Sunday, September 11, 2005

Rave: Rockstar:INXS

I feel the need to write something (anything) in support of Rockstar:INXS. I'm not sure if it has anything to do with the very hot Dave Navarro (and my other little obsession, Brian Molko, thinks he's hot too), but I am totally, utterly hooked on the show.
Dave Navarro

Now, I will admit to being a bit of a reality TV junkie; I am a fan of The Apprentice and The Amazing Race, but normally anything to do with music makes me want to deafen myself with the nearest skewer. NZ Idol, in particular, is the lowest kind of dross that approves of barely disguised hiphop and painful sounding vocal gymnastics while reviling a good rock performance whereever it may be found.

I hadn't planned on watching Rockstar. I had actively planned on not watching it, in fact. But, some friend of mine had their second baby the day it started showing here. I was babysitting their first, and waiting for the Dad to get home from the hospital. There was a TV guide on the table, and I foolishly read the article about the show, decided Dave Navarro was compelling (but not hot at that stage), and foolishly didn't change channel when the show came on. Now I am completely and irrevocably hooked. Even though the show is three nights a week, even though NZ for some reason is getting the show two weeks behind the civilised world and therefore can't vote, even though some of the so-called rockers irritate the snot out of me. I live for the nights it is on, and spend the other four nights a week wishing it was on. I've never felt this way about a TV show before.

Why do I like it? I love the music, and I love the fact that it is not butchered (generally speaking) by the rockers -- they are true professionals, not Joe-Schmo off the street. Dave Navarro is hot. The little guy from INXS who plays the bass is too cute for words. The show does not focus on the backbiting jealousies of the individual rockers (in fact, as far as I can tell apart from JD pissing nearly everyone off, there aren't any), but rather on their development as stars. And there are some genuinely likeable people on it (Mig Ayesa, if you're reading this, I am talking about you).
Mig Ayesa

None of that, however, makes my absolute love of the show defensible from any sane person's standpoint. I've thought a lot about the show and why I don't feel like it is a sellout for INXS, and why I find it in any way bearable. I think it is a great thing for INXS to do. It has been eight years since Michael Hutchence died, and in that time INXS has sung with a number of people and not found a new lead singer.

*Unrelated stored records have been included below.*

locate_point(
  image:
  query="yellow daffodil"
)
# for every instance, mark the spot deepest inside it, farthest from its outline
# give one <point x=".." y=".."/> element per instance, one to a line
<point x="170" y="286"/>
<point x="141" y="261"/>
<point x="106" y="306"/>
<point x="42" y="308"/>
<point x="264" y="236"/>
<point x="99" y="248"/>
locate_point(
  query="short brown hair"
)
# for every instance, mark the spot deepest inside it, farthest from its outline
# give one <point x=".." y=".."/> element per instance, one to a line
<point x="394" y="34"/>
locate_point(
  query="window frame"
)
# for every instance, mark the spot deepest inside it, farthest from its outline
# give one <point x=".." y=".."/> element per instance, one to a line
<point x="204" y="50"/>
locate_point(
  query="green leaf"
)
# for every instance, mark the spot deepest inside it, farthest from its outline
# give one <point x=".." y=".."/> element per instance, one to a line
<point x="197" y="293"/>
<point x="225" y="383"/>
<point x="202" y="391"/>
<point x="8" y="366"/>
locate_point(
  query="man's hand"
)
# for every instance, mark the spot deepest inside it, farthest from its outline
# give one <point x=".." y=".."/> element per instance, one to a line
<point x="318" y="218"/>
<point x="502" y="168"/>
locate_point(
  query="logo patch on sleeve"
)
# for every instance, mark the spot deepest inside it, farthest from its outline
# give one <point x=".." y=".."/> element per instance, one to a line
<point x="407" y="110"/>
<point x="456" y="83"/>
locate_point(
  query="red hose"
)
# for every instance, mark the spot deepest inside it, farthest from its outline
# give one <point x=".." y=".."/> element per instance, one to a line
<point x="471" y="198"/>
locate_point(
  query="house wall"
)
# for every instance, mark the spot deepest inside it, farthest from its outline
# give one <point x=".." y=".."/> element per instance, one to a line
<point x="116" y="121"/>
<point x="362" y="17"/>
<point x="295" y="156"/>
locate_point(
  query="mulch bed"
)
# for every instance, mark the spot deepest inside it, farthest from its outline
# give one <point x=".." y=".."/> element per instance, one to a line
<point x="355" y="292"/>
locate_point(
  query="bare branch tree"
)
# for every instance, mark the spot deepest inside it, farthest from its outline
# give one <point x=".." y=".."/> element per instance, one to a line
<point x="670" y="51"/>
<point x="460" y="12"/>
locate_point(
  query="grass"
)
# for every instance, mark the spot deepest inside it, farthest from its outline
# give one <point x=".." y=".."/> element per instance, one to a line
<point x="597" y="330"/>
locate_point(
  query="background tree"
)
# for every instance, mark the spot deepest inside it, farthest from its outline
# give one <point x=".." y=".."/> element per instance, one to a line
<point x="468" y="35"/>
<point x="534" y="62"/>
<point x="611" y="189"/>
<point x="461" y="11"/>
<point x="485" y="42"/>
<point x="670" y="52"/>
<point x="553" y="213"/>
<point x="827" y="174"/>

This is not a show they have done right off the bat -- it has been in consideration for three years leading up to production. INXS wanted to find the very best person for the job, and they wanted to hear who the public thought was that person too. I don't see how they can do that without a TV show. And yet, INXS have maintained the ultimate creative control -- they make the decisions, not the public. The rockers are also very much in training to be rock stars, each week they do something that will be useful for them in any future rock career, and for the person who is the most right for INXS mean that INXS doesn't have to teach them all that stuff. They are not looking for an idol-type singer, they're looking for someone who can play an instrument and write songs, who can really contribute. And I think they are looking for someone to help move them forward; they responded well to a rocker who decided to take things in their own direction, and then explained that they could not and would not subvert their own personality to INXS.

INXS is not going to be the same animal it was when Michael Hutchence was the lead singer, that much is certain. But what is also rapidly becoming clear, is that INXS accept that, and just want the best new person for the job -- and it is also certain that they will be getting someone very talented indeed. In fact, unless there are weird contractual obligations, I have no doubt we will be hearing from most of the final six or seven regardless of who wins.

In the end, this is the only way INXS could attract talented people and get public input. They are genuinely seeking a new lead singer with a personality. They have maintained creative control over the final choice -- and have exercised it in getting rid of two people in a single show when they felt neither was good enough. And let's face it -- this isn't reality TV; there will be no sequel, and the prize is not a million dollars and go back to your normal life -- the prize is a job, and respect that the person who gets the job will have to earn. Reality TV always makes things way too easy. This is real TV. And I love it.